Some left violent homelands
Some victims of Friday's shooting left violent homelands only to be slain in a quiet, industrial city at the confluence of the Susquehanna and Chenango rivers.

Layla Khalil, an Iraqi woman in her 50s, came to the United States after surviving three car bombings in Iraq, said Imam Kasim Kopuz, leader of the Islamic Organization of the Southern Tier.

"To think that would happen here," Kopuz said.

She had three children, including a son who is a doctoral student at the Sorbonne in Paris, a daughter who is a Fulbright scholar at Binghamton University and a son in high school.

The daughter declined an interview because she was planning her mother's funeral.

Ty Tran, 37, visited the community center Friday morning with his wife and a friend, My Nguyen, who had lost his green card and needed a new picture. They were charged $8 for a snapshot and walked out the front door at 10:20 a.m. — about 10 minutes before the shooting began.

"We were very lucky. If we stay, then we die," said Tran, a cable-manufacturing factory worker who has periodically used the center as a resource since emigrating from Vietnam in 1990.

The gunman's father, Henry Voong, was well known in the Binghamton area through his work years ago at the now-defunct World Relief Organization, helping recent arrivals. He would hook people up with a doctor, help them get on food stamps.

"Everyone, when they come to America, he's the one who helps," Tran said.

Police Chief Joseph Zikuski said the actions of the gunman, Jiverly Wong, 41, an ethnic Chinese who arrived from Vietnam in the early 1990s, should have been no surprise to the man's family. He believed people he knew were making fun of him for his poor English-language skills, Zikuski said.

A firm footing in America
Binghamton has always been a lure for immigrants. A century ago, Slavs, Italians and other European immigrants disembarking at Ellis Island would immediately ask where the Endicott-Johnson shoe company was. Local lore chronicles immigrants showing up in the city and saying, "Which way E-J?"

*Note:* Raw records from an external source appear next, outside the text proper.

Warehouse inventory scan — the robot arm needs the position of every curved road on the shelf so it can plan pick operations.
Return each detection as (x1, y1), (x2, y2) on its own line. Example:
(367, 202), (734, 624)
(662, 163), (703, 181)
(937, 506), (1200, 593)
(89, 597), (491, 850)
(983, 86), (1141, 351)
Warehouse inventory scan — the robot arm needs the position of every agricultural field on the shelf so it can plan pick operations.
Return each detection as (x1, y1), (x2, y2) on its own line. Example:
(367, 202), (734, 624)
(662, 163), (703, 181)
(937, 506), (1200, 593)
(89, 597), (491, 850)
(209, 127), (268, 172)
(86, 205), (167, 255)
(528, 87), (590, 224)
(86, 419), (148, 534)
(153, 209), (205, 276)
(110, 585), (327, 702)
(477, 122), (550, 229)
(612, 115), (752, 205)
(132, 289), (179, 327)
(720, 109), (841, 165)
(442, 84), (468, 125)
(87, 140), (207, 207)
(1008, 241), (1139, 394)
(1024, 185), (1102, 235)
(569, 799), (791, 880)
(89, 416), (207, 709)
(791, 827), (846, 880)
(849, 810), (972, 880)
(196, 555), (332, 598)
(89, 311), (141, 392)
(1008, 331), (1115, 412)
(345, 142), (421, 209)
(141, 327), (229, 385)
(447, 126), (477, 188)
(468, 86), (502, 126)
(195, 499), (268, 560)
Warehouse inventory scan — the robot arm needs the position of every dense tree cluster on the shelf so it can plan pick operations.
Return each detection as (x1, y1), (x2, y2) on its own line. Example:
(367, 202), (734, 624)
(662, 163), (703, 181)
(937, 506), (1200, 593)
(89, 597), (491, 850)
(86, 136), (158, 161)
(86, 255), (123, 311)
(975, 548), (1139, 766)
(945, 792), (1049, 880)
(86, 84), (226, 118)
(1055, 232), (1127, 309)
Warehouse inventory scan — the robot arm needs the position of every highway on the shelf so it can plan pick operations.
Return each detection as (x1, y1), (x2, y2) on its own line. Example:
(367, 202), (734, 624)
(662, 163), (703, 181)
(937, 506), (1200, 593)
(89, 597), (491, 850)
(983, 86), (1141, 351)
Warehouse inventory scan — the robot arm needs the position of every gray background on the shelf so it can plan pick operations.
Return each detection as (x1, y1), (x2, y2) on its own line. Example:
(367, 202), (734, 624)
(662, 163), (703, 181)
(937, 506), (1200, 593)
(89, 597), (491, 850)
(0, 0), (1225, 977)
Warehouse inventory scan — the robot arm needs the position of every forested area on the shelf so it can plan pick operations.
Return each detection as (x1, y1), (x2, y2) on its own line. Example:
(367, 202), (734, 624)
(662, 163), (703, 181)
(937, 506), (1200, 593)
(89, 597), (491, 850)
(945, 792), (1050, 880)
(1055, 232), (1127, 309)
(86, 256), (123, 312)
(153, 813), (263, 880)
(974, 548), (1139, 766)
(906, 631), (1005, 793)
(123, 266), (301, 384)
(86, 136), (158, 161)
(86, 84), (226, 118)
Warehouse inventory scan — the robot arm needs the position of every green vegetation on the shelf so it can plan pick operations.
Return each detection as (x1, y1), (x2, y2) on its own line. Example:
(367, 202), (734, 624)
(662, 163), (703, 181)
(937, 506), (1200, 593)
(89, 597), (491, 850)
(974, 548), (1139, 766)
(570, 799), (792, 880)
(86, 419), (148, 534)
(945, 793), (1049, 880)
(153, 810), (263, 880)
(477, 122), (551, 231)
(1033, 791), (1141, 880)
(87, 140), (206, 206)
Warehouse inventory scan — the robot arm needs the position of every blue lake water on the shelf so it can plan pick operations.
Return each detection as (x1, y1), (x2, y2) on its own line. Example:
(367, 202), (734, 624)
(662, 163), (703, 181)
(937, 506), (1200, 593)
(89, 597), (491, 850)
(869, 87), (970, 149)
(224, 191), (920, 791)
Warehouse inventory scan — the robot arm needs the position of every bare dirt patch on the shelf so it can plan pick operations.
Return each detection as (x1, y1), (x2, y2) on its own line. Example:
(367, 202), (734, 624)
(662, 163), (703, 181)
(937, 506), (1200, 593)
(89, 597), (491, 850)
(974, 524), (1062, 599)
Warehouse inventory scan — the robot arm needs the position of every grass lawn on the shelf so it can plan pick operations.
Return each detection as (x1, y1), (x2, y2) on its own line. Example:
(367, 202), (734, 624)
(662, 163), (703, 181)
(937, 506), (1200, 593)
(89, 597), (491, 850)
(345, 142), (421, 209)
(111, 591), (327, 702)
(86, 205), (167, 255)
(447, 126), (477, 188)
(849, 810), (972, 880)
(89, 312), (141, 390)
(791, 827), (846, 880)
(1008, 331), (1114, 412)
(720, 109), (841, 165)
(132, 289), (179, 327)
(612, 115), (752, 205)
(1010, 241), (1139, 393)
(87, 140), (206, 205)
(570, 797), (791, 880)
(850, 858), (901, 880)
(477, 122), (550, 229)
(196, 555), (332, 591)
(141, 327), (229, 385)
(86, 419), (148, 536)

More than 7,100 immigrants, most of them Asians, have settled in Binghamton since 2005, according to city statistics. They are a cosmopolitan mix of Kurds, Chinese, Filipinos, Africans, Iraqis — but only a fraction of the city's predominantly white population of 43,000.

Huong Holmes, 59, who came to the U.S. about 30 years ago as a refugee from Vietnam, said the center gave her a firm footing in America.

"They set up my apartment, they collected the furniture, they gave me some money," said Holmes, a resident of nearby Endicott, who for years has volunteered as a translator at the center and is now working on her doctorate of ministry. "I thank the American Civic Association a lot. That's why I'm doing my best to help all the other people."

The victims were killed as they were bettering themselves, many of them preparing to become citizens.

‘Hoping for a miracle’
Zikuski said Saturday that police have had calls from nine countries. He doesn't know where the victims will be buried.

The center is a stepping stone for recent arrivals, many of them with poor or nonexistent English-speaking skills. Dolores Yigal, a recent touchdown from the Philippines, was learning English there as she dreamed of getting a job working with children, said her husband, Omri Yigal.

"She wanted to learn English so she could find work," he said. Dolores Yigal was at the center Friday. Her husband didn't know if she survived.

Lubomyr Zobniw was still waiting Saturday to hear information about his wife, Maria, who came to the U.S. from Ukraine as a child and was a part-time caseworker at the Civic Association.

Zobniw said his wife was supposed to be off Friday but was called in.

"When your parents go away, it's one thing, but for someone who wants to help the world ..." he said, trailing off.

"I hope everything is OK, but now ... I'm still hoping for a miracle or something," he said.